Director: Alexandre Aja
Stars: Mélanie Laurent, Mathieu Amalric, Malik Zidi
Cinemas may have reopened across the country (yay!), but there are still plenty of viewing options for those wary of rushing back to ‘normal’, And, around here at least, something new from Alexandre Aja is usually enough to pique curiosity. If you’re cycling endlessly through Netflix’s block puzzle of Content, you might just spot his latest; a high-concept single-location sci-fi thriller starring Mélanie Laurent (Inglorious Basterds).
We’ve seen this type of thing before, from Phone Booth to Burial to Solis, and getting the right configuration of elements to sustain such a vehicle can be a tricky task. Too often such flicks struggle to escape a sense of elaborate gimmickry.
Elizabeth Hansen (Laurent) awakens in a cryogenic chamber, unaware of how she got there, how long she’s been there, or even her own identity. With the aid of the pod’s built-in computer interface M.I.L.O. (voiced by Mathieu Amalric) she is able to determine some of these mysteries, though why she’s been interred this way remains a tantalising mystery. More pressing is the discovery that she’s trapped, with a rapidly diminishing oxygen supply, awoken only due to a malfunction.
From the off there’s a sense of rebirth. ‘Liz’ is cocooned within the pod and, on rousing, has to burst herself free. Transformation persists throughout, from imagery of seeds and infection, to the womb-like enclosure only enhanced by M.I.L.O’s undulating ultrasound-looking avatar.
For Aja one senses something of a rebirth, too. His output to date has been defiantly (admirably) genre related. From High Tension through Piranha 3D to alligator caper Crawl. Oxygen obviously carries on this tradition, but by its very nature needs to be more character driven than his usual fare. Enclosed in a single location – a medical coffin filled with Minority Report-style wipe-screens – the environment for Liz and ourselves is antiseptic, impersonal, sterile. The key human element in order for us to engage must come from Laurent. She is a talented actor, no doubt, but Liz’s amnesiac state makes her something of a blank slate. She’s easy to empathise with due to the claustrophobic situation, but who is she?
The film addresses this in scattergun style with memories of a past – and a husband (Malik Zidi) – fluttering in at intervals (also allowing us contrasting images of nature; skies). But even these flashbacks can’t be trusted. Persistently we’re left floundering for context (though, that’s rather the point). Otherwise, Liz’s only contact with the outside world comes through a series of broken telephone calls that she makes with M.I.L.O. as her PA.
Still, for all it’s self-imposed obstacles, Oxygen remains nimble, as mid-film revelations re-frame Liz’s situation and, if anything, boost us further into the realms of ambitious sci-fi. And not a moment too soon. One prodigious VFX shot later, we’re once more left a little adrift but, with Laurent’s help, a little more connected to this woman and her plight even as it grows evermore fantastic.

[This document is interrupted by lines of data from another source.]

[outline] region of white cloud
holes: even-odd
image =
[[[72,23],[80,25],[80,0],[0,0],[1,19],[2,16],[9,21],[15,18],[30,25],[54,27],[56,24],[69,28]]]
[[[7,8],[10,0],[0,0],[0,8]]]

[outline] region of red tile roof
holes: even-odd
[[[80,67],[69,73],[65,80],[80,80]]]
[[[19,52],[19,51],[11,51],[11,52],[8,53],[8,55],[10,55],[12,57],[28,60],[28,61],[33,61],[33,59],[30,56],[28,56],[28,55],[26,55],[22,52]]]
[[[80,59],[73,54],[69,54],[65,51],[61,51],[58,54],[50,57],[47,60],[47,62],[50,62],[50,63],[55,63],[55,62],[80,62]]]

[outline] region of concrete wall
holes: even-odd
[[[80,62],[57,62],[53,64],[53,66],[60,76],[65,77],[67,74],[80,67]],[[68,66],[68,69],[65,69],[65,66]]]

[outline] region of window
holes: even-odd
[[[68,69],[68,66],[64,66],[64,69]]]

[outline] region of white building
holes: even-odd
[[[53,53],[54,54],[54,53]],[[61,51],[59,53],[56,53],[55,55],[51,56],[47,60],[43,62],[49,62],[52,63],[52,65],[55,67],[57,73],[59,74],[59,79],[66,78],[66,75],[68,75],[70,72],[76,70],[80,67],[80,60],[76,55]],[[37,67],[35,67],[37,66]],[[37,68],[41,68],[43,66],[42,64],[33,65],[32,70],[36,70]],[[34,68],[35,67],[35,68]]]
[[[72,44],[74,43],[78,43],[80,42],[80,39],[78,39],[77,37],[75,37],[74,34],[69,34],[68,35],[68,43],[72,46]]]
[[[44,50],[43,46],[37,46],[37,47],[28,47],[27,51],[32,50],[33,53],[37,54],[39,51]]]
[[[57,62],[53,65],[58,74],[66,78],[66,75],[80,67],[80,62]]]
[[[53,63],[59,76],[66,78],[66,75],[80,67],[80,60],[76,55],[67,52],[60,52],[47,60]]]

Danger presents itself, not just in the grim countdown on Liz’s O2 supply, but via M.I.L.O’s rather callous insistence on euthenising her. Liz’s life expectancy has been reduced by an algorithm. According to probability she has zero chance of survival, so the machine is doing the ‘humane’ thing. It speaks to our growing cultural unease over such automation and computer-led thought. The ways in which we allow machines to profile us and how directly our options are affected (see Netflix doc Coded Bias for more on this subject).
After nigh-on 15 months of lockdowns and mass infections, a film so concentrated on confinement and health scares isn’t quite as fun as Aja may have hoped, even if it does tap into elements of our collective anxiety. The trashier tics of Aja’s past works are mostly absent, aside from a mildly fetishistic preoccupation regarding the intertwining of the biological and mechanical. Liz is hooked up to all kinds of monitoring devices and frequently finds her legs entangled in an array of tubes and cables. In that sense Oxygen is somewhat indebted to the works of H.R. Giger, Shin’ya Tsukamoto and Masamune Shirow. If anything, it doesn’t push this angle hard enough. It’d have been ‘nice’ to see Aja’s indulgence and perversion manifest more willingly.